James King, “Bertram Brooker: Life and Work” [online publication], Art Canada Institute, Toronto, 2018, page 41
A forerunner in abstract art, the self-trained Bertram Brooker was a skilled draftsman, talented advertising artist and businessman. His extensive experience with graphic illustrations provided the artist with a particularly keen eye for compositional balance, proportion and the dramatic contrast between light and dark in his works. Steeped heavily in notions of musicality, theosophy and the fourth dimension, Brooker infused his works with a mystical quality, hovering in a space between the two and three dimensional worlds.
The still-life genre was a traditional touch point the artist often returned to while exploring the material and immaterial.
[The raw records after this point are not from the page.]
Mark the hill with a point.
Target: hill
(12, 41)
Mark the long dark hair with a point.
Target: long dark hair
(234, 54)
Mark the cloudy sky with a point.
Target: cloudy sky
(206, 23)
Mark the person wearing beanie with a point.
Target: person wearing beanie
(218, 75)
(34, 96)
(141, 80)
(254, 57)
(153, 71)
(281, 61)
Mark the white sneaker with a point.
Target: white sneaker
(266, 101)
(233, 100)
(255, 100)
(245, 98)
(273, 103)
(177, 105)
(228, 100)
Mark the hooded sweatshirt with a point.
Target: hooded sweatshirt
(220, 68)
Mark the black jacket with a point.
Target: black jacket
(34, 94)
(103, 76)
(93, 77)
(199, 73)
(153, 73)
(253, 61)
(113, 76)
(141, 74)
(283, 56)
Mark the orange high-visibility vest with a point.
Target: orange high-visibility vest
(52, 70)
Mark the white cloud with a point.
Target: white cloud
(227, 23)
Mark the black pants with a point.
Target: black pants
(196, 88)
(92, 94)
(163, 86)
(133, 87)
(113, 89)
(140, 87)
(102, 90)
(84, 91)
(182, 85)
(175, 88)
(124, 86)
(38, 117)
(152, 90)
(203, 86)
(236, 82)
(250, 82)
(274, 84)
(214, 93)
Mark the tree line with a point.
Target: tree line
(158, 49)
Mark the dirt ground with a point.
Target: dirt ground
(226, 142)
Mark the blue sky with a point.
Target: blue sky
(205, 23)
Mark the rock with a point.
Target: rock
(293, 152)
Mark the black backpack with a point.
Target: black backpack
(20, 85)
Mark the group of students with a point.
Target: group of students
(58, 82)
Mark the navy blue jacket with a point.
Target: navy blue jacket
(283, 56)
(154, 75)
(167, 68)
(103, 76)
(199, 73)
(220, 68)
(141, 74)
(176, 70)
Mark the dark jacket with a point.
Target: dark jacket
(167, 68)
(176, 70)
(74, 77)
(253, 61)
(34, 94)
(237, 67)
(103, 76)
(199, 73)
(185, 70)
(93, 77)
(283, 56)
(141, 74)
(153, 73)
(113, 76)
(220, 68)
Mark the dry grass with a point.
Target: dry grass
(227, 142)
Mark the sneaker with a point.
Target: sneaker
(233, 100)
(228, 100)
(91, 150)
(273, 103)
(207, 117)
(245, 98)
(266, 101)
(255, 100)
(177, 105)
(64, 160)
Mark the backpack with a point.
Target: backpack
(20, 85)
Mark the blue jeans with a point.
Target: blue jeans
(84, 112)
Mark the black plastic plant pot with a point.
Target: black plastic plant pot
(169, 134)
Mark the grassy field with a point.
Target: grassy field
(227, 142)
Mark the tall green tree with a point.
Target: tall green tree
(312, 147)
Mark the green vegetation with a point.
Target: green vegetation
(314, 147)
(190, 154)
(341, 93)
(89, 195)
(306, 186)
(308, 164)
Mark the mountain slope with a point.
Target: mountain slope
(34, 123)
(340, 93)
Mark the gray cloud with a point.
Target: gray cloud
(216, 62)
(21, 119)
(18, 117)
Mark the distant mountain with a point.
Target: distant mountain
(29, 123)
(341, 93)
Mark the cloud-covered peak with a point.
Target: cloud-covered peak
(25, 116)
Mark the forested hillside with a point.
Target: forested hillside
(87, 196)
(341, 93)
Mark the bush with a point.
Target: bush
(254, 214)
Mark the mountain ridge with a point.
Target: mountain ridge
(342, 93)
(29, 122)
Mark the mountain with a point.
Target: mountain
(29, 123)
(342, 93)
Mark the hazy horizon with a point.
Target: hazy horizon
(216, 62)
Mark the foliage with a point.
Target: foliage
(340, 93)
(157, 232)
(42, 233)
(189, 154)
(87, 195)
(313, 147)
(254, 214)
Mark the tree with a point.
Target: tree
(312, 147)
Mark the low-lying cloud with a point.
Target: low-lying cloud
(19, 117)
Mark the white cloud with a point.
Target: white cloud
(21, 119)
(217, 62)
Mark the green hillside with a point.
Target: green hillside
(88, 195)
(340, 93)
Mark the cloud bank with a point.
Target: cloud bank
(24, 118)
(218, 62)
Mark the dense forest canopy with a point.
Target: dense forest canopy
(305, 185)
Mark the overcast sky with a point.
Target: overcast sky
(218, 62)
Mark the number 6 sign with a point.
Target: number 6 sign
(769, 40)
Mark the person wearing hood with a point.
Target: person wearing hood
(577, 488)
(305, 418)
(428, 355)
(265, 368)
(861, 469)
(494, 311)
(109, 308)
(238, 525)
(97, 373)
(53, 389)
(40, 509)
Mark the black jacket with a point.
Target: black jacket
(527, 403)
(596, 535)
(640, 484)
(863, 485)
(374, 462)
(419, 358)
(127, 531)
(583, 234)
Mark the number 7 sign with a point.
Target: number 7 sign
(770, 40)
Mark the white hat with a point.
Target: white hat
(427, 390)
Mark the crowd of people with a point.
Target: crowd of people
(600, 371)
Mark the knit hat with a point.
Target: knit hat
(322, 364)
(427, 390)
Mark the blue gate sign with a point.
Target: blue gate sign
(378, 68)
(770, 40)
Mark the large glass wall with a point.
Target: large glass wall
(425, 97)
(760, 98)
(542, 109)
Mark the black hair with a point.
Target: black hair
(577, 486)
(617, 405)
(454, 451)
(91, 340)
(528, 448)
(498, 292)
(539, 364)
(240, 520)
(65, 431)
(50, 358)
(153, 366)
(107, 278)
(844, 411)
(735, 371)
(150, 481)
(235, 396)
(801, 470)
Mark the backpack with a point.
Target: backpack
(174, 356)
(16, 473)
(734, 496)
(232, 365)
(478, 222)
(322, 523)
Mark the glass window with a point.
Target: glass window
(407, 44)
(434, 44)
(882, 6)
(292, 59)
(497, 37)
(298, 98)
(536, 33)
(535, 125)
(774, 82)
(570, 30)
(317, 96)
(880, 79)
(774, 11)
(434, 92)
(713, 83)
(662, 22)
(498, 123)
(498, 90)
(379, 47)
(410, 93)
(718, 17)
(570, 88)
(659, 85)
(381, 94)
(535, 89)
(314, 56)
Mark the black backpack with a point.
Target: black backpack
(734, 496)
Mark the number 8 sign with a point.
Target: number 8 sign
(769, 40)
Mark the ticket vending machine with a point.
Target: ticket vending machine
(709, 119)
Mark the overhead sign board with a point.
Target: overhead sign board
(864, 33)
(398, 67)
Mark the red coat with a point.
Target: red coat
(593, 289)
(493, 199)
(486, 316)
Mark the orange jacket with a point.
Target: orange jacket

Discussing a similar work to “Still Life with Apples and Glass” entitled, “Still Life with Lemons (1936)”, James King notes: “The two lemons, the squash and the dining table cloth have an almost palpable texture; yet the bowl, its shadow, and the background are rendered with precise abstract lines that seem to remove these elements from the reality of the others in the composition. Thus the viewer is forced to question what is being viewed.” By the 1930s, Brooker had largely abandoned pure abstraction in favour of a hybrid of figural and natural forms. In both works there is a tension between the cubist abstraction of the background linen forming very precise hard edge folds and draping, compared to the softened smooth texture of the apples and glass goblet.
Not dissimilar to the early abstraction works by Kathleen Munn, there is an experimental quality in Brooker slicing the image plane with bold geometric outlines heightened with dramatic contrast. There is an even balance within the composition, perhaps thanks to an exploration into dynamic symmetry and the process of building a proportionally balanced work with the compositional elements. A master of rendering fabric in a decidedly modern geometric style, Brooker has given equal weight to both the physical objects of the apples and goblet as to the patterned folds of the linen. A modern artwork, “Still Life with Apples and Glass” is testament to Brooker’s avant-garde practice influencing future artists, which firmly cemented his unique position within Canadian art history.